The part that changed my mind: the model isn't the bottleneck anymore
Speech recognition got small and good. SenseVoice is tiny and fast. So I expected local to be easy from here. It wasn't, and the reason caught me off guard.
A voice typing app isn't just transcription. It's transcribe, then run an AI cleanup pass to fix grammar and filler words. That cleanup is a second model: an LLM. And the LLM is the hog.
Take SenseVoice, the model I kept reaching for. On its own it barely touches 1 GB of VRAM. The recognition side is basically a solved problem now, and the cost-performance is hard to argue with. Then you add the cleanup LLM, and even a modest one runs 3 to 6 GB (a small Gemma or Qwen, say). Stack the two, add the model's context and the usual overhead, and on my 16 GB card the whole thing sat at 8 to 10 GB. The operating system and whatever else I had open took a couple more. Suddenly there was nothing left. I couldn't run ComfyUI. I couldn't load another model. A voice input method had eaten my entire graphics card just sitting there, waiting for me to talk.
That's the real local tax, and it stopped being about the speech model a while ago. It's the whole stack.
And it isn't only the memory. The small LLMs that fit on a consumer card are quick, but they make unreliable editors. Ask one to fix grammar and strip filler and it will sometimes ignore the instruction, rewrite more than you wanted, or behave differently every time. The models that do clean, predictable cleanup are big, a 120B-class model like OpenAI's gpt-oss, and you are simply not running that on a desktop. So local cleanup turns into a no-win: the model that fits isn't good enough, and the one that's good enough doesn't fit. That is the part that pushed me to the cloud, where you can reach the big model without having to own the big machine.
(Which local LLM to pick, and how to fit it, is a rabbit hole of its own, probably its own post someday. The short version is the one above: small enough to run usually means not reliable enough to trust.)
So, local or cloud?
Local is good, and free, if two things are true: you have stable, sufficient hardware, and you're willing to give that GPU to it. If your machine has the headroom, or you offload the models to a separate GPU box, run local, keep your audio on your own hardware, and pay nothing. For privacy-hard requirements, this is the only real answer.
For everyone else the math is harder. A dedicated GPU is expensive, and handing your whole card to an input method so it can listen is a steep price to pay.
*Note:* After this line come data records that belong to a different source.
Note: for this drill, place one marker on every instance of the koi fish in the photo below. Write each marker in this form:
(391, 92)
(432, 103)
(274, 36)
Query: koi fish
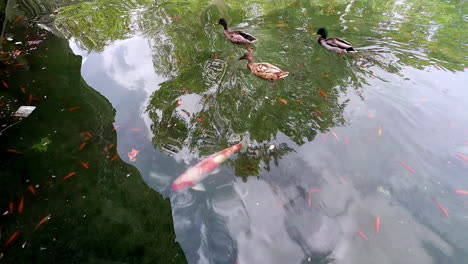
(31, 190)
(115, 157)
(442, 209)
(322, 93)
(85, 165)
(194, 175)
(281, 100)
(408, 168)
(21, 205)
(74, 108)
(132, 155)
(68, 176)
(18, 19)
(45, 219)
(5, 84)
(87, 134)
(83, 145)
(362, 235)
(13, 237)
(377, 225)
(463, 157)
(14, 151)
That's where the cloud wins: someone else runs the big, accurate models, your machine stays free, and long recordings come back fast.
That, in the end, is why Meander is cloud-first. I went down the local road far enough to know it well, and for most people on most machines, the cloud is the better trade. There's a free tier if you want to try it.
At a glance
| Model | Speed | Chinese / CJK | Best for |
|---|---|---|---|
| SenseVoice | Very fast | Strong (zh, yue, ja, ko) | Local Chinese dictation |
| Breeze ASR | Moderate | Taiwan Mandarin + code-switch | Mixed Chinese and English |
| Cohere Transcribe | Slower | Strong (incl. zh, ja, ko) | Top accuracy with CJK |
| Whisper Large-v3 | Slow | Good | Accuracy you can trust |
| Whisper Turbo | Fast | Good (drops translation) | Speed and accuracy balance |
| Whisper Small / Medium | Fast / medium | Decent | A lighter Whisper |
| Parakeet V3 | Very fast | Multilingual, but no Chinese | Fast, non-CJK |
| Moonshine / Canary / GigaAM | Very fast | English / European / Russian | Tiny, single-region |
The speech models themselves are all small (most are well under 1 GB to download). The memory that bites comes later, when the cleanup LLM stacks on top, and that is what filled my 16 GB card.
The honest takeaway
Don't choose a local voice setup based on the speech model alone. The model is the easy part now. The real question is whether you want to spend your GPU, your time, and your machine's headroom to keep everything offline. If you do, the open models above are good, and you should use them. If you'd rather your computer stay yours, the cloud is the simpler trade.